The company’s announcement this morning sent its stock tumbling as much as 55% on the Johannesburg Stock Exchange. A 2017 accounting scandal has resulted in 90 legal claims against the company. Since then, Steinhoff has been making moves to reduce its debt.
In a statement, the company said the agreement with its largest financial creditors that represent 64% of the company’s total debt “provides a stable platform for Steinhoff to achieve the consents necessary” to extend the debt maturity from June 30, 2023, to at least June 30, 2026. The company said its assets continue to be less than its liabilities and will remain so on June 30, 2023.
Steinhoff acquired Mattress Firm in 2016 in a cash and stock deal valued at nearly $4 billion. Last year, the international holding company had been considering an IPO for Mattress Firm, but market conditions, it said, were not favorable.
The Steinhoff board said if shareholders agree to the transaction, they will retain 20% interest in the post-closing equity of the company while the financial creditors will be entitled to the balance.
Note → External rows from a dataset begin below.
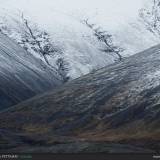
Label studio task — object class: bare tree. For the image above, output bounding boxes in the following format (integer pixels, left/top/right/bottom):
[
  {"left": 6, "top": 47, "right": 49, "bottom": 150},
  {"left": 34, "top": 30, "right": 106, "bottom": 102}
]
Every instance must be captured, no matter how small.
[
  {"left": 20, "top": 14, "right": 69, "bottom": 82},
  {"left": 139, "top": 0, "right": 160, "bottom": 36},
  {"left": 82, "top": 19, "right": 124, "bottom": 61},
  {"left": 56, "top": 58, "right": 69, "bottom": 83}
]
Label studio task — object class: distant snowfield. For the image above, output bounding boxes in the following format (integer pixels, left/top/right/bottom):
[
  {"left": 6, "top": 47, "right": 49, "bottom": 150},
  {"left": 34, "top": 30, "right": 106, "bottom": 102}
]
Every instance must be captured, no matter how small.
[{"left": 0, "top": 0, "right": 159, "bottom": 79}]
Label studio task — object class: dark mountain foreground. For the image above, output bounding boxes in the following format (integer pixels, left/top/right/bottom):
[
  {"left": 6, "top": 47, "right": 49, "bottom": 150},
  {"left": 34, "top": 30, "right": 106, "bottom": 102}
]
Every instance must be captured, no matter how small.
[
  {"left": 0, "top": 45, "right": 160, "bottom": 153},
  {"left": 0, "top": 33, "right": 61, "bottom": 110}
]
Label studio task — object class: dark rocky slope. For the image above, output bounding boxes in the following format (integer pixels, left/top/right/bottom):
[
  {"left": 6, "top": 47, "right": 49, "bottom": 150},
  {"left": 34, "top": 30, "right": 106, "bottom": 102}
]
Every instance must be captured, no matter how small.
[
  {"left": 0, "top": 33, "right": 61, "bottom": 110},
  {"left": 0, "top": 45, "right": 160, "bottom": 153}
]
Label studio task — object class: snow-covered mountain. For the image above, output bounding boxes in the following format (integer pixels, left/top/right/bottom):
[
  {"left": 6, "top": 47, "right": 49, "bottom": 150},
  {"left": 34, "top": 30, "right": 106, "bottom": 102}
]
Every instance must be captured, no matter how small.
[
  {"left": 0, "top": 33, "right": 61, "bottom": 110},
  {"left": 0, "top": 0, "right": 159, "bottom": 79}
]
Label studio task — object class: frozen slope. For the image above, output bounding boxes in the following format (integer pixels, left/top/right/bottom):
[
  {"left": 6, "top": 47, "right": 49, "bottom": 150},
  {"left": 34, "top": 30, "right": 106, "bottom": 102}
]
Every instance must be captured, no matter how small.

If shareholders do not agree, they will have no interest in the company.
In asking for shareholder and creditor support, the company said the transaction “will maintain the stable platform for continued value creation and monetization Steinhoff’s portfolio of assets.”
Under the proposed agreement, the company may request two 12-month extensions beyond the June 2026 date. In its filing, Steinhoff said its current debt facilities are held by a number of different financial creditors in complicated relationships.
“Taking into account the economic and other challenges currently facing the group this is ultimately a very good deal for the group,” said Louis du Preez, CEO and management board member of Steinhoff International. “The extension allows time for the group to realize the inherent value of its investments in a controlled manner. As such we are greatly encouraged by the progress made so far, and we urge all stakeholders to support the finalization and implementation of these proposals.”